Just Say No, by Craig Schroeder
Better Living Through Chemistry has a fantastic opening credit sequence. If one were to rank opening credit sequences in the last decade, it would fall somewhere between 2005’s Lord of War and 2010’s Super. The sequence floats in and out of a diorama-style model of a quaint and charming town; the names of the cast and crew replacing the names of the local ice cream parlor or surnames on a mailbox. It really is a delightful sequence. I bring up the opening title sequence, because every other part of Geoff Moore and David Posamentier’s Better Living Through Chemistry is a horrendous, cynical slog of a film and an attempt at satire that completely misses its mark.
Better Living Through Chemistry, a spiritual successor to last year’s Side Effects—Steven Soderbergh’s misinformed and ludicrous thriller, aimed at the pharmaceutical industry—begins with condescension and never relents. Doug Varney (Sam Rockwell) is a put-upon husband and heir to his father-in-law’s small-town pharmacy. When Doug goes on a house call to deliver medicines to a beautiful trophy wife (Olivia Wilde), the two strike up a relationship and begin tearing up the town–as well as Doug’s pharmaceutical supply. Oh, and Jane Fonda is the film’s omnipotent narrator and, in the final thirty seconds, makes an appearance as herself(normally I’d consider including this revelation a spoiler, but she gets a featured credit at the beginning of the film and her face is on the poster!).

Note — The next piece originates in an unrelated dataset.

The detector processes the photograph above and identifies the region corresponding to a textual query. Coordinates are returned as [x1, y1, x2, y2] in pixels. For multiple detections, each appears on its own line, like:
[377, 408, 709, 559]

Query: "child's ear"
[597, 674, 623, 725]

Doug’s character is one we’ve seen before. His journey is not dissimilar to Lester Burnham from American Beauty or The Narrator in Fight Club; he’s a man living an unfulfilled life who needs an outside force to awaken him to his life’s purpose, and by proxy, awaken us to ours. The film is here to teach and we just need to open ourselves up to what it has to say. And what it has to say is that the pharmaceutical industry is bad, or something. I really don’t know who the film is attempting to skewer and I’m not sure Moore and Posamentier do either. Doug is treated as a hero and his journey is meant to be a rebellion against evil pharmaceutical companies. But Doug is clearly the worst behaved, plotting murder and mixing narcotics for personal consumption. Furthermore, the film seems all too eager to demonize prescription drug users, but the only ones abusing them are Doug and his patient-cum-lover, whom we’re ultimately meant to root for.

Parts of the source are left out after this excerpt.